Etapa 4 – Redigir as cláusulas obrigatórias conforme arts. 26–45 da Lei 10.931/2004
A redação correta das cláusulas obrigatórias garante a executividade da CCB e reduz espaço para disputas. A validade executiva da CCB depende da presença de seis elementos formais obrigatórios previstos no art. 29 da Lei 10.931/2004. A ausência de qualquer um desses elementos pode retirar do título sua condição de executivo extrajudicial.
Elementos obrigatórios do art. 29
Denominação “Cédula de Crédito Bancário”.
Promessa do emitente de pagar dívida em dinheiro, certa, líquida e exigível no vencimento.
Data e lugar do pagamento, que podem ser fixados por referência a evento futuro.

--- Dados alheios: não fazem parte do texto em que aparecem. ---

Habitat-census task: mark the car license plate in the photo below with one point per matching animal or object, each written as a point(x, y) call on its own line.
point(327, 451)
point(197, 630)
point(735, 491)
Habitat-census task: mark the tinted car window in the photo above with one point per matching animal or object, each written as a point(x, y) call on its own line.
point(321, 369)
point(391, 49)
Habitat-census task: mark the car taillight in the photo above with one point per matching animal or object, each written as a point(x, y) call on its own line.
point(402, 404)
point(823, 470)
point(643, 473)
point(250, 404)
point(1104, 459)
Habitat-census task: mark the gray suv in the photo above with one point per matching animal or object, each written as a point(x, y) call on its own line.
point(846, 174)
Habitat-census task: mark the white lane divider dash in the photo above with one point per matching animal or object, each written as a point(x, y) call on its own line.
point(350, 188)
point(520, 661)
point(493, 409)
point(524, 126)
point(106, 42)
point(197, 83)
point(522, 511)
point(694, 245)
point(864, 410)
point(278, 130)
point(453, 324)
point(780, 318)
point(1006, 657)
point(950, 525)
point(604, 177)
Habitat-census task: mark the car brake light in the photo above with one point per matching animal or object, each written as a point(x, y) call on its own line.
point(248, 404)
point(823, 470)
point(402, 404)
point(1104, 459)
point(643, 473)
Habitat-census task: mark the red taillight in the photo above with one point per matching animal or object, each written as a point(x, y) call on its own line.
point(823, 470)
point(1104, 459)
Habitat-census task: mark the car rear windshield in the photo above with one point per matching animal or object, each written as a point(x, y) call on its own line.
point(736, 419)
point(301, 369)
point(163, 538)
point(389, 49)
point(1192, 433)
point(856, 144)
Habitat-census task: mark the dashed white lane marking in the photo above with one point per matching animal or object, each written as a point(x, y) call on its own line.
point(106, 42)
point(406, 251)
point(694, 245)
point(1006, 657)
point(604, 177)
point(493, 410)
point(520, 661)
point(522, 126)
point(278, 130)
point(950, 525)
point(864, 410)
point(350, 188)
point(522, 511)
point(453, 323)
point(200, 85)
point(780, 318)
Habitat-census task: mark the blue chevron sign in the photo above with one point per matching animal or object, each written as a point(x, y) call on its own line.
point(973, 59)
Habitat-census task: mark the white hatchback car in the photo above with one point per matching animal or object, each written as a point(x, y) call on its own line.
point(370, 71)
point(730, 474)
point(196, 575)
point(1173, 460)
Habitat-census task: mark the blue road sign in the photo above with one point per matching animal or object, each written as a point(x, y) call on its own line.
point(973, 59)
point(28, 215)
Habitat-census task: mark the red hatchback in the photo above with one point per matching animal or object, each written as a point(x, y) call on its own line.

Nome da instituição credora, com possibilidade de cláusula “à ordem”.
Data e lugar de emissão.
Assinatura do emitente e, quando existir, do terceiro garantidor.
Dica útil
Incluir cláusula de vencimento antecipado com hipóteses taxativas, como inadimplência, falência ou deterioração da garantia, para fortalecer a posição do credor.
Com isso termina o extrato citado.